What makes a great book? A lot of things, actually, but to paraphrase James Carville, it’s the storytelling, stupid.
Publishers I talk to are always looking for a story that is compelling, one that’s unique, relates to the reader, puts the reader into the author’s world, and evokes an emotional response. So, too, are ghostwriters, as I wrote last week.
However, having a compelling story and being able to write it compellingly are two different things that require different skills. Ghostwriters have to recognize a compelling story when they encounter it, and then be able to write it compellingly.
Unfortunately, the book world is awash in bad reviews in which the chief criticism is that the story wasn’t told in a fascinating and irresistible manner. It doesn’t matter if the book is fiction or non-fiction. The compelling aspects of the story must be presented, emphasized, and highlighted.
The following are examples of bad reviews I found in which the writing quality was taken to task. I can’t verify whether these book were ghostwritten or not, but it doesn’t matter. The point is ghostwriters need to avoid scathing reviews so they can live to ghostwrite again.
“The prose in White is shapeless, roving, and aggressively unedited. One waits in vain for an arresting image … one cannot read White as anything but a book about being rich and bored.” — Andrea Long Chu, Bookforum, on “White” by Brett Easton Ellis
Chu actually states the premise elsewhere in her review: “American culture has entered a period of steep, perhaps irreversible decline, and social media and millennials are to blame.” She disagrees, but that doesn’t matter. I find the premise intriguing and would be interested in reading Easton’s arguments. Except now I’m not.
“However accurate and sobering such characterizations may be, they all belong in a folder labeled Stuff We Already Know. … Anonymity is often granted to acquire additional information, but in this book, it excuses giving less. … We don’t need a secret administration insider to tell us to pass the torch of liberty; we need that person to detail whether and how the torch is being doused. … A Warning does not cut through the noise. It just creates more of it.” — Carlos Lozada, Washington Post, on “A Warning” by Anonymous
The book was actually written by Miles Taylor, a Department of Homeland Security chief of staff in the Trump Administration. The inner workings of a presidential administration has great potential to be a compelling read, but Lozano points out it’s not.

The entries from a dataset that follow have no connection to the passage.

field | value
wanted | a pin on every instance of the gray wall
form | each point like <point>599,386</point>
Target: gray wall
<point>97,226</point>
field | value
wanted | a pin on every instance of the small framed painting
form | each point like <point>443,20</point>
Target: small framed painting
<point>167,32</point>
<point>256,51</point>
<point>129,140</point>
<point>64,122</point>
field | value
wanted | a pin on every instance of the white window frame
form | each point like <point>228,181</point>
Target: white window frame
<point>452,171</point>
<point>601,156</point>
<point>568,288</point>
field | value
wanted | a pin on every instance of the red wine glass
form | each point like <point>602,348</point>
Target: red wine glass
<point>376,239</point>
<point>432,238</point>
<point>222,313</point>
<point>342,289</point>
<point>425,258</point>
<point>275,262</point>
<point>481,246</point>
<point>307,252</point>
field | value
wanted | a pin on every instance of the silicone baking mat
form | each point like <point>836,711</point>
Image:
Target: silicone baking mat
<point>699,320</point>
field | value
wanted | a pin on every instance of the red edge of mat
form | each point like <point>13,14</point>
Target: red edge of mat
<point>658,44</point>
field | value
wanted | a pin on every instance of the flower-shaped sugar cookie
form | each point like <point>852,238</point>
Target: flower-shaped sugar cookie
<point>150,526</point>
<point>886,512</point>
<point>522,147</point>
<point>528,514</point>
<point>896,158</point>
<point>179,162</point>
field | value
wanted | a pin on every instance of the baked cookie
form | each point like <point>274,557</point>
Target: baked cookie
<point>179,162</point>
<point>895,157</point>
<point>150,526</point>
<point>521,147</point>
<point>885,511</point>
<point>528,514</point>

“Once McEwan has established his premise, however, The Cockroach stalls. It devolves into self-satisfied, fish-in-barrel commentary about topics like Twitter and the tabloid press. The literary references…are plummy and tortured … The idea of writing The Cockroach probably seemed, in the shower one morning, like a good one. Later, after coffee, it might have occurred to McEwan that suggesting your opponents are cockroaches might be to drop down to their carpet level.” — Dwight Garner, New York Times, on “The Cockroach” by Ian McEwan
The premise is promising: A satire in which a cockroach is transformed into the prime minister of England. I’d read that! But Garner makes it clear that McEwan failed.
It seems that in these examples, the authors (or their ghostwriters) failed to remember that storytelling, especially when emotion comes into play, livens up the copy and makes it more readable. It takes the audience on a journey they will fully enjoy when it’s over. The reader remains engaged, stays with the book longer, reads and understands more, and if the book is a nonfiction work, is more likely to heed the call to action. Ignoring the human element that is inherent in storytelling severely hurts the quality of the book, which in turn hurts sales.
Here’s a great example of the value of storytelling, even if only the principle pertains to books. Researchers Rob Walker and Joshua Glenn listed 200 insignificant items on eBay and having short heartfelt stories written about each item in the description section. Combined, each item averaged $1.25 in value, or $250 in total. They sold for nearly $8,000, or 3100% of their value.
I’m currently ghostwriting a memoir in which a woman married and later divorced a psychopath who stole money from investors. Then she fought the state of Arizona because it came after her for the money he stole while they were married (even though she derived no benefit and actually lost money herself), and then she succeeded in getting the law changed so no spouse would ever have to endure what she did — all while suffering from PTSD. Everyone I talk to thinks that’s a compelling story, and it’s my responsibility to make sure it’s told in the most interesting way possible.